Hops, bounds, and jumps are all methods that build explosive strength in the lower body in order to maximally transfer forces across the ground efficiently, effectively and with POWER.  Good for rehab?  General fitness?   Sports? YES. Let’s find out why…


 Uncover the difference between Jump, Hop, and Bound.

Hopping can be used as a performance measure of function as well as a screening for injury risk potential.

You must learn how to LAND, BEFORE you can even think about leaving the ground.

Speed is a progression. You must EARN the right to go fast, by first going slow.



Hop – take off on the right, land on the right.

Bound/Leap – take off on the right, land on the left.

Jump – take off on two legs, land on two legs.



These locomotor patterns have a few important things in common.

They are fundamental pre-requite movements utilized in sports training and rehabilitation programing.

They are essential tools for assessing explosive leg strength and power, postural stability, and neuromuscular control at the hip, knee and ankle.

And lately, all three are showing up more frequently in group fitness classes.

In a clinical physical therapy setting, we routinely use the Hop Tests to assess leg strength and power, and to predict limb strength and athlete readiness after knee surgery. As someone who is a 3x ACL-reconstructed champ, these movements make great post-op recovery tools, AND also double as an essential part of ongoing conditioning and performance training.

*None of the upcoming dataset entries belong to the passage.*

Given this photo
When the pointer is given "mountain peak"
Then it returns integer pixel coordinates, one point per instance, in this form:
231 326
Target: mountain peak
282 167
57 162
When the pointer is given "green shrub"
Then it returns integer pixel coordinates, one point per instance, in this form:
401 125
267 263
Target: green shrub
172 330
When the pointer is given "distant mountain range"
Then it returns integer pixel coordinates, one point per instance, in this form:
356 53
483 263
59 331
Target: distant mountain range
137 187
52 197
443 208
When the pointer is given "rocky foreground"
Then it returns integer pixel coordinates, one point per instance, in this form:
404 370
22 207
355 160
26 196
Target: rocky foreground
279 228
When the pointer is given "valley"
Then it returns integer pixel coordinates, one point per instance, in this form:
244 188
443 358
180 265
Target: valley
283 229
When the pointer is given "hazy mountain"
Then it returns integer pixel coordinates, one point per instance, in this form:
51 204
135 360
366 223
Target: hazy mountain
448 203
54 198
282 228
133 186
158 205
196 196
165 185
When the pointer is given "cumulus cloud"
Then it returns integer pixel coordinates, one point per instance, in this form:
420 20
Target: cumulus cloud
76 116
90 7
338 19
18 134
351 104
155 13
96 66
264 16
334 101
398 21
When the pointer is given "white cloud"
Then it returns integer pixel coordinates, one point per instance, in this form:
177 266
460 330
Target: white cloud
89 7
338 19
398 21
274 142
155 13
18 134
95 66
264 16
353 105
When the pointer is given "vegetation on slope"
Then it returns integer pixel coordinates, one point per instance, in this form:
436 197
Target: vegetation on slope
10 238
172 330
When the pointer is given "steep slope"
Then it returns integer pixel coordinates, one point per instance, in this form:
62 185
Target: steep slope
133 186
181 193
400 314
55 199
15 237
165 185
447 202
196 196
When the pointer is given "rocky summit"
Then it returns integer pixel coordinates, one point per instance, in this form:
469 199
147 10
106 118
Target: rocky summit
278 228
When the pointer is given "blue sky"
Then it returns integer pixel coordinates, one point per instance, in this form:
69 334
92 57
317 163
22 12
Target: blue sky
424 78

Whether you work with clients one-on-one or in large groups, you can utilize the hop, bound, jump:

  • As an assessment tool to identify deficits (and improvements) in performance or risk potential for future injury
  • Discover if asymmetries and imbalances exist from limb to limb
  • As training tools for superior dynamic stability and control at the ankle, knee and hip
  • To build explosive strength and starting strength that is sport specific and life specific!  Pop them right into any training session for big returns



In this article I talked about the importance of assessments in group fitness programs. In order to prevent injury and improve performance using these movements, you must first ensure that the strength, balance, and control (both statically and dynamically) are symmetrical from right to left. The specific assessment testing protocols are beyond the scope of this article; just do a search for “hop tests” and dive right into the literature.

But in general, test the hop and look for glaring differences in form, from limb to limb. Test hopping in place, side to side, and hopping for distance ( 00:06 in the video.)  The client should be able to land with a hinge at the hip, slight bend in the knee, and a stable and slight forward lean of the trunk.

Look for any of the following compensations:

Excessive pronation

Knee valgus

“Trandelenburg” (drop pelvis on the landing side)

Inability to stabilize the trunk over the landing leg



All too often we can get caught up in the take off, the height, or the distance of the jump/hop/bound, that we forget to focus on perhaps the MOST CRITICAL phase of the movement – the LANDING.

A wise woman (me) once said “You MUST learn how to land, BEFORE you can even think about leaving the ground.”   So if you are working with clients, make them master the landing, before progressing any variable of a the movement pattern.

The landing form is typically a bent knee, hinged hip, and a moderate amount of forward trunk lean. These mechanics allow for appropriate absorption of the forces while ensuring the proper orientation for maximal force production necessary to get to the next jump/hop/bound.



When working with clients on jumping in sagital plane (00:15 in the video), frontal or transverse plane (00:19 in the video), it is crucial to express which landing form you are after, the shallow hinge or the full squat. The choice of landing should be based on your desired outcome for the exercise as well as and client centered goals.



Most people skip the final stabilization phase of each of these moves. SO before you may even consider doing any of these quickly, or even adding a burpee or stacking another move on top, you must be able to stick the landing good form.

Speed is a progression and when used inappropriately, it will ALWAYS cover up asymmetries in strength and balance.

You must EARN the right to go fast, by first going slow.



In general, the older you are, the less you should consider adding weight to a jump, leap, or hop. Your joints (and your articulate cartilage) aren’t built for that kind of loading ESPECIALLY if you’re past the age of 25. There are too many links in the chain that can break down and increase the potential for injury. The GOOD NEWS is that there are SO many progressions to earn before one should ever consider jumping with added resistance.

Consider the following variables as progressions: Height, distance, limb choice, pauses, tempo etc., to name a few.